2. The lightweight object detection network applied to the embedded device according to claim 1, wherein the backbone network outputs feature maps of 2-3 sizes according to the distribution of the sizes of the detected objects and the detection efficiency.

3. The lightweight target detection network applied to the embedded device according to claim 1, wherein the size of the input layer of the backbone network is automatically adjusted based on the aspect ratio distribution of the detection target coordinate frame.

4. The lightweight object detection network applied to embedded device of claim 3, wherein the size of the first output feature map of the backbone network is 1/8 or 1/4 of the input size according to the size of the detected object relative to the size of the original image.

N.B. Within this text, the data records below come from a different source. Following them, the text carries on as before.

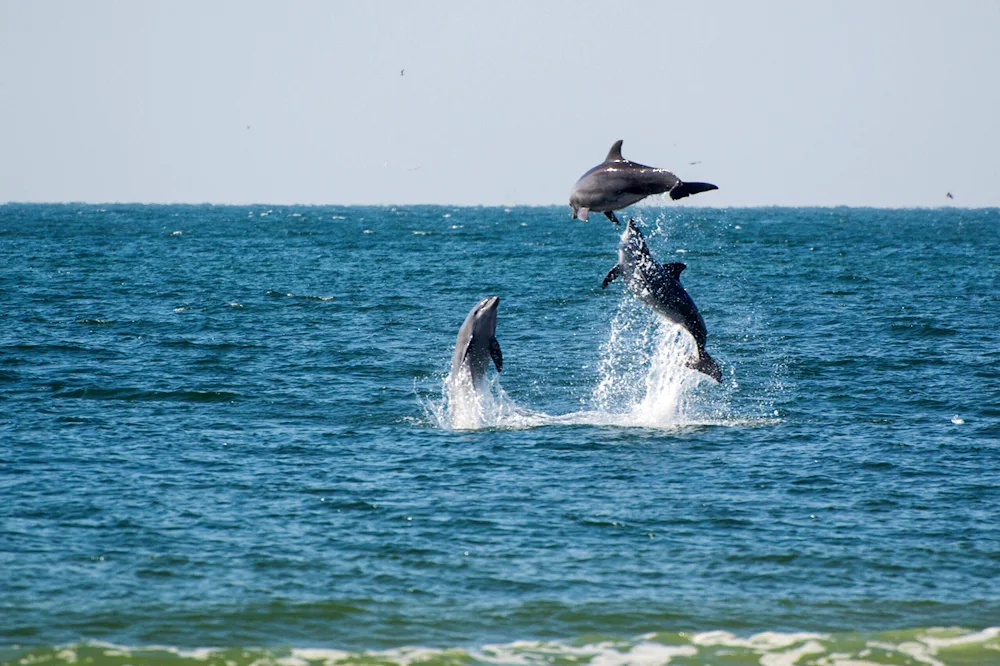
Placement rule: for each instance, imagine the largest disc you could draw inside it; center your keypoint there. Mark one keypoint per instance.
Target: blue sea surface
(226, 437)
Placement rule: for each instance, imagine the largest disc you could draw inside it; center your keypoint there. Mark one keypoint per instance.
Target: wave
(923, 646)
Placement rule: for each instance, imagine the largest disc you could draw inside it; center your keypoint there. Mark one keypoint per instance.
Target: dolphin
(616, 183)
(659, 286)
(477, 342)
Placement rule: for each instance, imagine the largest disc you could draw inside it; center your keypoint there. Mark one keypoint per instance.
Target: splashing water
(643, 381)
(468, 405)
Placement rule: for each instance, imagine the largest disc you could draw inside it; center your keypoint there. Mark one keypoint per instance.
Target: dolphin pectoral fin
(705, 364)
(496, 354)
(682, 189)
(674, 270)
(611, 276)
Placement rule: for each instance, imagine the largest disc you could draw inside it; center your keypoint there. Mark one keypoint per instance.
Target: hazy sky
(789, 103)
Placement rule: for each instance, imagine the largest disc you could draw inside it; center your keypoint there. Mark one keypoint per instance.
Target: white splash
(468, 405)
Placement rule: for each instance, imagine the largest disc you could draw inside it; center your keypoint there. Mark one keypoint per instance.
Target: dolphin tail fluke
(682, 189)
(707, 365)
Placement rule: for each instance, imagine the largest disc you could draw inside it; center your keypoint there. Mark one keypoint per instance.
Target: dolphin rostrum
(617, 182)
(477, 342)
(659, 286)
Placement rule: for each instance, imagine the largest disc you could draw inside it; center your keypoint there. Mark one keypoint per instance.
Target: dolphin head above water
(477, 342)
(617, 182)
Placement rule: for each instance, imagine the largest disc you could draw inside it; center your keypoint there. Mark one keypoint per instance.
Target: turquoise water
(225, 437)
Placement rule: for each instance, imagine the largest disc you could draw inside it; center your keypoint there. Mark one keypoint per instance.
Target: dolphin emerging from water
(477, 342)
(659, 286)
(616, 183)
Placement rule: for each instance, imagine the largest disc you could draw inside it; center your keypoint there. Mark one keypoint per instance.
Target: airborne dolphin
(659, 286)
(477, 342)
(616, 183)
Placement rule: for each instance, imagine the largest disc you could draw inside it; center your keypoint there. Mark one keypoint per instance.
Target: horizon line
(449, 205)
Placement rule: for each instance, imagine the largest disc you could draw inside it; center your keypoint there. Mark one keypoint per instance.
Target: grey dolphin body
(477, 342)
(616, 183)
(659, 286)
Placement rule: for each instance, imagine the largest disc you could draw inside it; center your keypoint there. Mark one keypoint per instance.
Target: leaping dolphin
(617, 182)
(659, 286)
(477, 342)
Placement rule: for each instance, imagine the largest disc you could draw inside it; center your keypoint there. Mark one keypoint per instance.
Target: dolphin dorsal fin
(674, 270)
(615, 154)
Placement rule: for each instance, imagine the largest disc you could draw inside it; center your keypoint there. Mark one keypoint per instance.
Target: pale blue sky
(782, 103)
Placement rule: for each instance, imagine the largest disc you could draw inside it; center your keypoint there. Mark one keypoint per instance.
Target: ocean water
(226, 438)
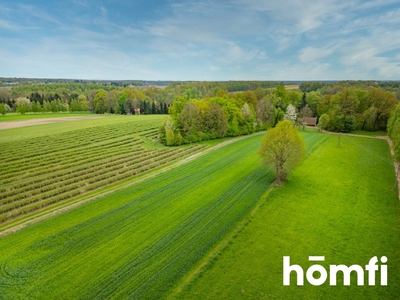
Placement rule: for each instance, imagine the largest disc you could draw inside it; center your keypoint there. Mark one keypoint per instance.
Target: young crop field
(41, 171)
(340, 204)
(139, 242)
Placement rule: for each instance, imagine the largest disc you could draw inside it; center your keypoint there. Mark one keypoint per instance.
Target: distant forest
(240, 106)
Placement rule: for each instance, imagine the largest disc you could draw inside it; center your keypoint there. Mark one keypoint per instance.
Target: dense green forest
(203, 110)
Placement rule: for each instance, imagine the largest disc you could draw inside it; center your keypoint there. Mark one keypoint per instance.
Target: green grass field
(18, 134)
(41, 171)
(340, 204)
(28, 116)
(141, 241)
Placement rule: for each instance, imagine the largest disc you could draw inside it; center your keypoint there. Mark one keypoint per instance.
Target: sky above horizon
(201, 40)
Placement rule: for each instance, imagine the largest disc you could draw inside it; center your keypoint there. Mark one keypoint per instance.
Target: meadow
(39, 171)
(214, 227)
(138, 242)
(339, 203)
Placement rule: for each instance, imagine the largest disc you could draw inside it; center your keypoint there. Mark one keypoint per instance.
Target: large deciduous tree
(100, 101)
(283, 148)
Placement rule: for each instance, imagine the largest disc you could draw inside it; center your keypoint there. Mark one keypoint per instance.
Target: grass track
(340, 204)
(137, 243)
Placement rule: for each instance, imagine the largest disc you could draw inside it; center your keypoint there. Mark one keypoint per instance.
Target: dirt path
(32, 122)
(69, 206)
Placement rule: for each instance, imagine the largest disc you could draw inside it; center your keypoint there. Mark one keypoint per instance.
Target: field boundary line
(220, 246)
(48, 213)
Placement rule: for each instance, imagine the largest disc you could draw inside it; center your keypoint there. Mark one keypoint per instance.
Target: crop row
(61, 160)
(77, 138)
(88, 182)
(67, 173)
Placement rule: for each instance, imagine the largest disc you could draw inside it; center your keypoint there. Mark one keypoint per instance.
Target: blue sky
(201, 40)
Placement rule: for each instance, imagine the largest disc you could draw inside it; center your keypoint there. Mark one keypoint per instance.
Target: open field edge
(51, 211)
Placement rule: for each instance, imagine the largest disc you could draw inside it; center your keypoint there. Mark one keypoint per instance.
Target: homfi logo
(371, 268)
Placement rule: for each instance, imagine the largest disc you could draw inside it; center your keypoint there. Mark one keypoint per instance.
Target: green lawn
(370, 133)
(28, 116)
(141, 241)
(17, 134)
(340, 204)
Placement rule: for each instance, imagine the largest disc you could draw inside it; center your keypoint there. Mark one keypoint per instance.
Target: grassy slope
(340, 204)
(138, 241)
(28, 116)
(17, 134)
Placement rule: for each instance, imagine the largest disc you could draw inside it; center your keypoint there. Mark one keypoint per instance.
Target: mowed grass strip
(139, 242)
(340, 204)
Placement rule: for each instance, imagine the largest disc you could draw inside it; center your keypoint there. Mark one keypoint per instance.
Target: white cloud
(313, 54)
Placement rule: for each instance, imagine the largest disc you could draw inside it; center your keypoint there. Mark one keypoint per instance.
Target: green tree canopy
(282, 148)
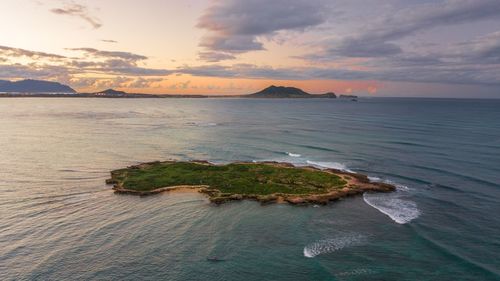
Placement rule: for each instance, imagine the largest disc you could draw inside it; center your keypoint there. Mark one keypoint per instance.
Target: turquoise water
(59, 221)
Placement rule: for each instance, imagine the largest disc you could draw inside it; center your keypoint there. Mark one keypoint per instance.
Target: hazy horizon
(389, 48)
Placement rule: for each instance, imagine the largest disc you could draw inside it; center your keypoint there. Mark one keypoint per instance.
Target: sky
(447, 48)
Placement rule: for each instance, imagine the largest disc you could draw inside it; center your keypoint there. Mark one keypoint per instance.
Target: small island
(266, 182)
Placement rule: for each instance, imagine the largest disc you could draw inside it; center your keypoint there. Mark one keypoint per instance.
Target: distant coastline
(48, 89)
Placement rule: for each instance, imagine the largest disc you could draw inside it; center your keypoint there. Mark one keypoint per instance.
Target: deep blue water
(59, 221)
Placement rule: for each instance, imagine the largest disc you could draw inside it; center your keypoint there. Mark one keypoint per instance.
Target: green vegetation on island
(264, 181)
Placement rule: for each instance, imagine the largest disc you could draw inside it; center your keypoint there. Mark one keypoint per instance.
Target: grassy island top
(265, 181)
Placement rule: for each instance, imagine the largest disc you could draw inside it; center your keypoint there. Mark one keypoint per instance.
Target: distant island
(287, 92)
(266, 182)
(41, 88)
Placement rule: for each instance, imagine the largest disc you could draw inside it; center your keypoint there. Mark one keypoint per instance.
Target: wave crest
(399, 210)
(331, 245)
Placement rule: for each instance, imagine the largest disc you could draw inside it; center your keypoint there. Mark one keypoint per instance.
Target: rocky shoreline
(356, 184)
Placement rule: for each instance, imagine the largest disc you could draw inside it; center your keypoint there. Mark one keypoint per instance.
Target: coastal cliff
(266, 182)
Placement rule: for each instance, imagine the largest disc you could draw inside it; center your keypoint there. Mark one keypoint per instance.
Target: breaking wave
(293, 154)
(398, 209)
(331, 245)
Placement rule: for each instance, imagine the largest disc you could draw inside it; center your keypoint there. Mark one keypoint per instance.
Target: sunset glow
(230, 47)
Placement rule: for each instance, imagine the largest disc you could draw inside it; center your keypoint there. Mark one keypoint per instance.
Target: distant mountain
(34, 86)
(348, 96)
(287, 92)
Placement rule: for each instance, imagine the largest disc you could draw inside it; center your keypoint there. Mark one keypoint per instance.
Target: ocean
(60, 221)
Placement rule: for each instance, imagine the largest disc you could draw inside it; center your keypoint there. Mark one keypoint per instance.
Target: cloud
(110, 54)
(235, 26)
(215, 56)
(17, 52)
(455, 74)
(378, 39)
(114, 62)
(80, 11)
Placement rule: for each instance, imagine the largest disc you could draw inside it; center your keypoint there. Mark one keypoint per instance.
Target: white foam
(332, 245)
(399, 210)
(399, 186)
(331, 165)
(293, 154)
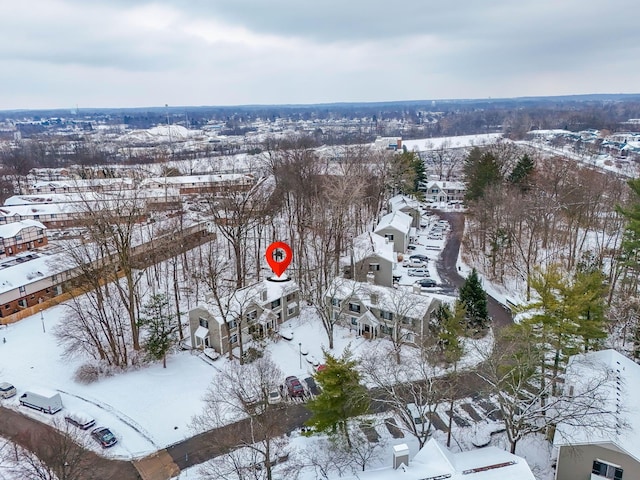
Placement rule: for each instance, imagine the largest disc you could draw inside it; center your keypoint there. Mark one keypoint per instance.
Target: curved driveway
(200, 448)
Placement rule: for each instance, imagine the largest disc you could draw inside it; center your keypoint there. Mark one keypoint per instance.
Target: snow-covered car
(312, 387)
(211, 354)
(287, 334)
(414, 263)
(418, 272)
(104, 437)
(274, 397)
(294, 387)
(80, 420)
(7, 390)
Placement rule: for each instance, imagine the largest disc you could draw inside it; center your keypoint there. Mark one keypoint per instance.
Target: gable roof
(434, 461)
(260, 293)
(369, 244)
(10, 230)
(389, 299)
(621, 397)
(398, 220)
(400, 201)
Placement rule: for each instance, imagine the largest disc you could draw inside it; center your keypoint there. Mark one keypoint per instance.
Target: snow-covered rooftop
(369, 244)
(434, 461)
(399, 301)
(398, 220)
(10, 230)
(261, 293)
(621, 396)
(400, 201)
(29, 267)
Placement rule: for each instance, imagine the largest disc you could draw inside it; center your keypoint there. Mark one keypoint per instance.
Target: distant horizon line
(165, 107)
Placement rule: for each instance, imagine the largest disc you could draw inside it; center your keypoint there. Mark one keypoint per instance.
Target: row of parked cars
(51, 403)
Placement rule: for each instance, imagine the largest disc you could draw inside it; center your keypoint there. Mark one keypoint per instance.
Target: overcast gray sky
(127, 53)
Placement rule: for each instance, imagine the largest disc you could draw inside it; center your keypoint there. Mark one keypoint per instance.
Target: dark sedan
(104, 437)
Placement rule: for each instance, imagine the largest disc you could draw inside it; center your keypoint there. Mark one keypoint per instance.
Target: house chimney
(371, 278)
(400, 455)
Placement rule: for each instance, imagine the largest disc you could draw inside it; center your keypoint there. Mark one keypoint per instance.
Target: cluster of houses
(63, 203)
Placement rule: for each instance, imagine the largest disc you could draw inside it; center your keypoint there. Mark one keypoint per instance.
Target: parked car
(274, 397)
(104, 437)
(419, 272)
(414, 262)
(80, 420)
(7, 390)
(311, 386)
(294, 387)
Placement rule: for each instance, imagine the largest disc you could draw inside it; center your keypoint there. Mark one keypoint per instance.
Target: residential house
(406, 205)
(253, 311)
(396, 226)
(372, 259)
(29, 278)
(435, 462)
(19, 236)
(594, 454)
(440, 191)
(374, 311)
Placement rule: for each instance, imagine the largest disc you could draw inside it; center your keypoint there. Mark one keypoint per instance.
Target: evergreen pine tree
(474, 299)
(161, 327)
(342, 395)
(481, 171)
(520, 176)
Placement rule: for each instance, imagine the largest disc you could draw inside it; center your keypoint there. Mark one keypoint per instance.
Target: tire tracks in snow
(121, 416)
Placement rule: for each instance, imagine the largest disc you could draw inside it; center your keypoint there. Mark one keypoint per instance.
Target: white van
(7, 390)
(43, 400)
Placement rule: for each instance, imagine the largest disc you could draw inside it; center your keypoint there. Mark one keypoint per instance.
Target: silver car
(7, 390)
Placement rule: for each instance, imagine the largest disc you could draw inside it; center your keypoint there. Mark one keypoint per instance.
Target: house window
(385, 330)
(606, 470)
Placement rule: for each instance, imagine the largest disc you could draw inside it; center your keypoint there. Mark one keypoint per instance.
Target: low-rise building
(435, 462)
(602, 453)
(251, 312)
(375, 311)
(19, 236)
(445, 191)
(396, 226)
(406, 205)
(372, 259)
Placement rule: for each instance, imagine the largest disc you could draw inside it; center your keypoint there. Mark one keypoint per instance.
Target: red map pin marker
(279, 257)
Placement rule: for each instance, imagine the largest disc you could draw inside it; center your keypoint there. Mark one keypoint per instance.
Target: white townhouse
(255, 311)
(396, 226)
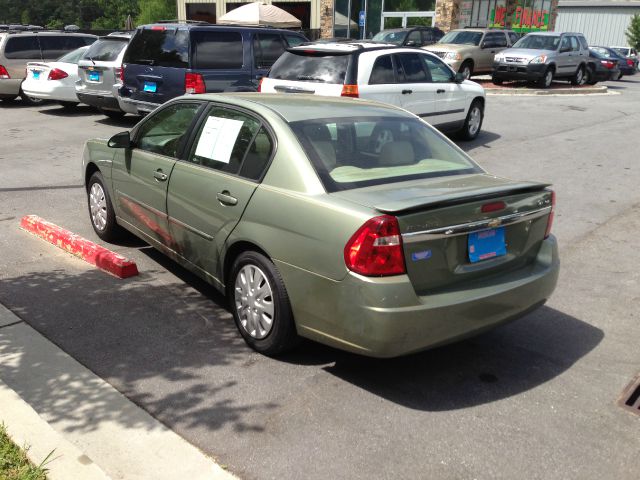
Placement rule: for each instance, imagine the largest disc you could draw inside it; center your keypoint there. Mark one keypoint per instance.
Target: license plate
(486, 244)
(150, 87)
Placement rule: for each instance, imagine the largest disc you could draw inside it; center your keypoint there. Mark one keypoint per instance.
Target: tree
(633, 32)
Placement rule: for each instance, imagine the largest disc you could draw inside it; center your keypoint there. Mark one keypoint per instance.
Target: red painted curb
(85, 249)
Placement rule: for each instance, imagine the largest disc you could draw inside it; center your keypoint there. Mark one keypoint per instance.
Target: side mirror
(120, 140)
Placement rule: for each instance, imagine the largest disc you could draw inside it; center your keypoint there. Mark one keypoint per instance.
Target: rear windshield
(358, 152)
(538, 42)
(106, 49)
(165, 48)
(316, 67)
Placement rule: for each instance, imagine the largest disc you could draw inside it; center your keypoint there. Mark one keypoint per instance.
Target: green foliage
(633, 32)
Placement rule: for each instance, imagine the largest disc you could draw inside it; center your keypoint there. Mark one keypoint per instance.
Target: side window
(414, 37)
(382, 71)
(439, 71)
(217, 50)
(163, 132)
(224, 139)
(267, 48)
(26, 48)
(412, 68)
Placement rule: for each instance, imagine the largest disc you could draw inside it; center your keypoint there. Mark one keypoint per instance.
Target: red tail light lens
(194, 83)
(550, 220)
(57, 74)
(375, 250)
(350, 91)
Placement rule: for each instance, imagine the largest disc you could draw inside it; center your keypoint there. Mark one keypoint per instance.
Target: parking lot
(533, 399)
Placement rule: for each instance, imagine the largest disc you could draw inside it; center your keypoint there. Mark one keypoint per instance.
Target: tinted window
(411, 65)
(382, 71)
(166, 48)
(105, 50)
(217, 50)
(320, 67)
(224, 139)
(267, 48)
(55, 46)
(23, 47)
(164, 131)
(389, 149)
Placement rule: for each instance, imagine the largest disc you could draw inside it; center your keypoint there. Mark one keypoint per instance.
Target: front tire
(473, 122)
(101, 212)
(260, 304)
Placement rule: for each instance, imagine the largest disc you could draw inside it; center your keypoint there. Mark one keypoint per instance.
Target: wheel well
(234, 251)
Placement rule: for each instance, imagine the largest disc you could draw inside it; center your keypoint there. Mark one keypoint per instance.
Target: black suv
(166, 60)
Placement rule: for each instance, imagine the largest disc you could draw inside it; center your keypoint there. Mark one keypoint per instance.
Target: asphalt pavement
(533, 399)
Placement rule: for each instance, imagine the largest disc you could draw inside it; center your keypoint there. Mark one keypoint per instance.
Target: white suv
(410, 78)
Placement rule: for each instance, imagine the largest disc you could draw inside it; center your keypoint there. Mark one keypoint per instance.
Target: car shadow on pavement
(504, 362)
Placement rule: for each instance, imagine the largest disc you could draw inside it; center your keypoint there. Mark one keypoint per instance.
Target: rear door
(210, 189)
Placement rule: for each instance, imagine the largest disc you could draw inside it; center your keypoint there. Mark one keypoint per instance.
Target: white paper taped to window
(218, 137)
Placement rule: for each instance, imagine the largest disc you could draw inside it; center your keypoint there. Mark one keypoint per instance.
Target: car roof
(298, 107)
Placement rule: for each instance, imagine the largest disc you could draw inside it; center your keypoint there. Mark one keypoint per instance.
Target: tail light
(349, 91)
(550, 220)
(194, 83)
(375, 250)
(57, 74)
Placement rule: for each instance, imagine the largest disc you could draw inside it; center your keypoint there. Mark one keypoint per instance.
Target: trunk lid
(439, 220)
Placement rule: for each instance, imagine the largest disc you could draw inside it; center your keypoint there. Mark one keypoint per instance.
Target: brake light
(194, 83)
(57, 74)
(375, 250)
(349, 91)
(550, 220)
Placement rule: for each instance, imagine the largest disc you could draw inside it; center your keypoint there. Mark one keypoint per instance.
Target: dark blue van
(166, 60)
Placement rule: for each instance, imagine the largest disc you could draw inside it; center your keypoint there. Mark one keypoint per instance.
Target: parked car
(406, 77)
(470, 51)
(164, 61)
(601, 68)
(286, 204)
(627, 66)
(17, 48)
(55, 80)
(542, 57)
(99, 70)
(409, 37)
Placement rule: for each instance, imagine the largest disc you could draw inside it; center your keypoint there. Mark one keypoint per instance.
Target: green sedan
(348, 222)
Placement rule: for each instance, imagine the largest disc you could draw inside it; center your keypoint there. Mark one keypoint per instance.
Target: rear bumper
(383, 317)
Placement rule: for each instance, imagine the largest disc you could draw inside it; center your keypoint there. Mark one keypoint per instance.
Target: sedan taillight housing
(375, 250)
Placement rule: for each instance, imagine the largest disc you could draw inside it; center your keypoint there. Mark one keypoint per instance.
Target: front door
(210, 189)
(140, 174)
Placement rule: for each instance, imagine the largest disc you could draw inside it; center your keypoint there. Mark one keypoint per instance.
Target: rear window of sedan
(311, 66)
(358, 152)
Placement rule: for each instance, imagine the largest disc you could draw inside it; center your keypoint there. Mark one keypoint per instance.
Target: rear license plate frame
(486, 244)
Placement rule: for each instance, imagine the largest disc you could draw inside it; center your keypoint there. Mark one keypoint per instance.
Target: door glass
(163, 132)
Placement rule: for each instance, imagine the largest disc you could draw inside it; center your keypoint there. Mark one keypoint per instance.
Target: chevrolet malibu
(344, 221)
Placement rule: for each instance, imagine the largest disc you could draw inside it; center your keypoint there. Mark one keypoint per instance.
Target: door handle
(225, 198)
(158, 175)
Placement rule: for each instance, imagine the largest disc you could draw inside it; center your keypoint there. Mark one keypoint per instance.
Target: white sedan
(55, 80)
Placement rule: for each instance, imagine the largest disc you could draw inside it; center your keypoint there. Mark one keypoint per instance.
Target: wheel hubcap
(98, 206)
(254, 301)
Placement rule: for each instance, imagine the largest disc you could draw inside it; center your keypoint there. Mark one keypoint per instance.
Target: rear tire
(260, 304)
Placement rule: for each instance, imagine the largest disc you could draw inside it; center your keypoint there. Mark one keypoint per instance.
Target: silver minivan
(99, 71)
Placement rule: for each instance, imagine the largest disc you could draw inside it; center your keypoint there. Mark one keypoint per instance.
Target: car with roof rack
(407, 77)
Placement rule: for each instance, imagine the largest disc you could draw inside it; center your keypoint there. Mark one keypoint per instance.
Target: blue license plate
(486, 244)
(150, 87)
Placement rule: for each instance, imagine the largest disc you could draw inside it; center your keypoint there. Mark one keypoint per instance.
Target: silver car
(99, 72)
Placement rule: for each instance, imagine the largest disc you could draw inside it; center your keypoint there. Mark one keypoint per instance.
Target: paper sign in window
(218, 137)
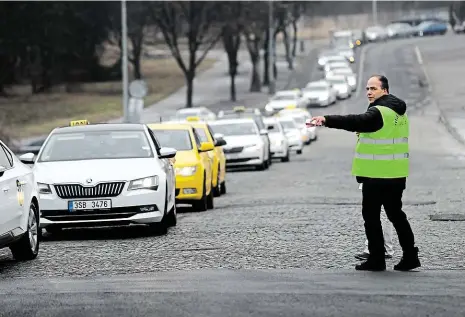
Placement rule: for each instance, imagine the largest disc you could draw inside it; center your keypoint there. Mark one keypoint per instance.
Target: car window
(94, 145)
(6, 159)
(202, 134)
(178, 139)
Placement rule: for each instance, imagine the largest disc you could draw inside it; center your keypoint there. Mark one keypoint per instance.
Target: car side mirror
(167, 152)
(27, 158)
(220, 142)
(206, 146)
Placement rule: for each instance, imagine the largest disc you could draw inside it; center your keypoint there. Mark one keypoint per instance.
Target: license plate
(89, 204)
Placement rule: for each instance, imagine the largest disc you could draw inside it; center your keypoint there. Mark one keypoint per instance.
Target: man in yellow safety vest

5. A training method of a lightweight target detection network applied to an embedded device is characterized by comprising the following steps:

(1) randomly extracting training sample images with the quantity of batch _ size x2, splicing the training sample images pairwise, and randomly selecting a splicing mode in horizontal and vertical splicing;

(2) zooming the spliced image to a fixed size and normalizing the pixel value to a range of 0-1;

(3) inputting the preprocessed training sample images into a backbone network to obtain feature maps of a plurality of sizes;

(4) acquiring a clustering center of the size of a target frame in a training sample by using a Kmeans clustering algorithm, calculating the average coincidence degree of the width and the height of the coordinate frame and the width of the clustering center according to different numbers of clustering centers, searching the number of the largest clustering centers with obvious gradient change based on a curve graph of the average coincidence degree and the change of the number of the clustering centers, and uniformly distributing the corresponding clustering center sizes to feature maps with corresponding sizes from small to large;

(5) taking each pixel in the feature map as a center, and constructing a corresponding number of prior frames according to the sizes of the distributed clustering centers with different sizes;

(6) calculating the coincidence degree of the target frame of the sample and the corresponding prior frame under different sizes, and taking the prior frame with the coincidence degree of the target frame being more than or equal to 0.5 as a positive sample containing the target, otherwise as a background sample;

(7) calculating the classification error of the prediction category of each prior frame and the real category in 6) and the offset error of the prior frame containing the target on the central point and the width and height compared with the real target frame;

(8) the network parameters are optimized by the Adam algorithm, and two errors in 7) are minimized.